Наверное он находил в Достоевском что-то глубоко личное для себя самого, но не хотел говорить и объяснять, что именно. Официально в то время Достоевский считался писателем абсолютно «реакционным».
Я думаю, что отец находил нечто для себя в своей любимой опере «Борис Годунов», которую часто ходил слушать в последние годы, часто сидя один в ложе. Однажды он взял меня с собой, и у меня мороз бежал по спине при монологе Бориса, и при речитативе юродивого, страшно было оглянуться на отца… Может быть, у него в это время были «мальчики кровавые в глазах»? Почему он ходил слушать именно эту оперу, когда вообще его вкус скорее склонялся к веселому, «народному» «Садко» или «Снегурочке»? Впрочем, мы ходили неоднократно и на «Ивана Сусанина», но только ради сцены в лесу, после чего отец уходил домой.
Эта «сцена в лесу» очень драматична. Иван Сусанин, русский крестьянин, заводит польское войско в глухой зимний лес, в чащу, откуда нет выхода. Его убивают, но и польское войско остается здесь навсегда, замерзнув и погибнув. После этой сцены отец уходил, не оставаясь на следующий акт с прекрасным балетом, – мазуркой и полонезом. Что было ему в этой гибели поляков в лесу? Может быть, она напоминала ему уничтожение в лесах Катыни 10.000 пленных польских офицеров, тайно совершенное советским правительством в 1940 году?
В последние годы отец перечитывал Горького, но говорил о нем с раздражением. А давно, когда хотел польстить Горькому, собственноручно написал на его сказке «Девушка и смерть»: «Эта штука сильнее, чем Фауст Гёте. И. Сталин».
Не знаю, польстило ли Горькому такое превознесение его мало удачной небольшой поэмы, но могу с уверенностью сказать, что ничто в искусстве не было дальше от понимания моего отца, чем романтическое воспевание женщины и любви. Горький писал о любви и о женщинах много, искренне, глубоко. Это была значительная часть его жизни и мировоззрения. Для отца все это было безразлично. Но так как Горького с трудом зазвали из-за границы в СССР и необходимо было привлечь его на сторону партии, отец не поскупился на комплимент, над растолкованием которого долго бились потом советские литературоведы: как ни верти, Гёте был тут ни при чем.

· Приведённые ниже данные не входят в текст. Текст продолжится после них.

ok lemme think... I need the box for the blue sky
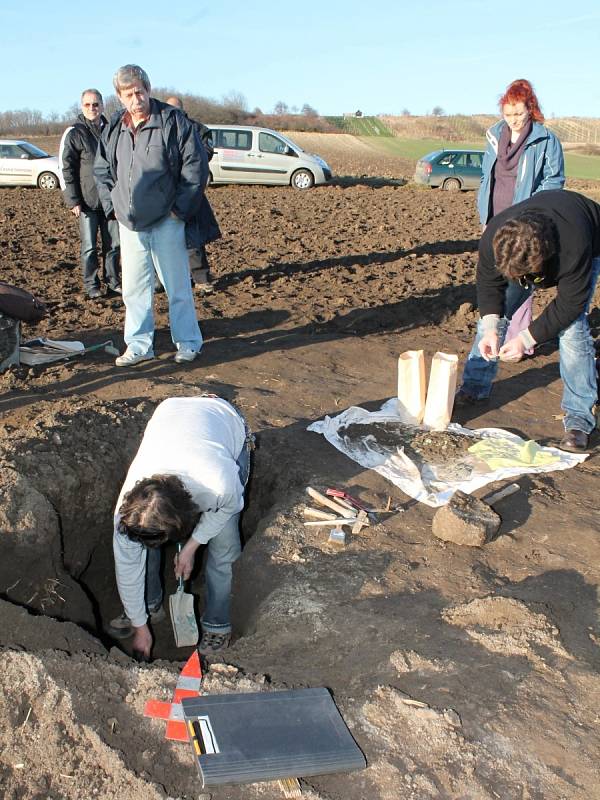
[1,0,599,118]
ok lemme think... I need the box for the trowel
[169,544,199,647]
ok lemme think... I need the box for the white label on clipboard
[198,715,220,754]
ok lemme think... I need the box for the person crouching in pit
[108,396,252,657]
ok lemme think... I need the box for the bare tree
[301,103,318,117]
[273,100,289,115]
[432,106,445,116]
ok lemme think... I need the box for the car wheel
[38,172,59,190]
[442,177,461,191]
[291,169,314,190]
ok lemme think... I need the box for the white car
[0,139,60,190]
[206,125,332,189]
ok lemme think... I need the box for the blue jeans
[79,210,120,292]
[461,279,533,400]
[118,215,202,355]
[461,259,600,433]
[144,441,251,633]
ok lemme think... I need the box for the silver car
[206,125,332,189]
[0,139,60,190]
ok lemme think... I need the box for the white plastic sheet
[307,399,587,508]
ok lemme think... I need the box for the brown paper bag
[423,352,458,430]
[397,350,426,424]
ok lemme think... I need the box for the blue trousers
[79,210,120,292]
[461,258,600,433]
[118,215,202,355]
[145,442,250,633]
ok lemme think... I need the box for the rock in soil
[432,490,500,546]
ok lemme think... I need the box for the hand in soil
[132,624,152,659]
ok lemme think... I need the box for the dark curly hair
[117,474,200,548]
[492,212,558,280]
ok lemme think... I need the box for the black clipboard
[182,687,366,787]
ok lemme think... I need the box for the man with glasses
[456,190,600,453]
[109,396,252,658]
[59,89,121,300]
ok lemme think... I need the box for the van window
[213,130,252,150]
[259,132,288,155]
[0,144,24,158]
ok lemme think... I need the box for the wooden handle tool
[482,483,520,507]
[306,487,352,517]
[303,507,339,521]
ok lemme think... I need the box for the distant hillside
[325,113,600,145]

Еще не бывало такой проституции искусства, как художественная выставка в честь 70-летия отца в 1949 году.
Огромная экспозиция в залах Третьяковской галереи была посвящена одной теме: – «Сталин». Со всех картин взирало на вас лишь одно лицо, то в виде одухотворенного грузинского юноши, возведшего очи горе, то в виде седоватого генерала в мундире царской армии с погонами. У армянских художников это лицо выглядело армянским, у узбеков он походил на узбека, на одной из картин было даже некое сходство с Мао-Цзе-Дуном – они были изображены рядом в одинаковых полувоенных кителях и с одинаковым выражением лиц.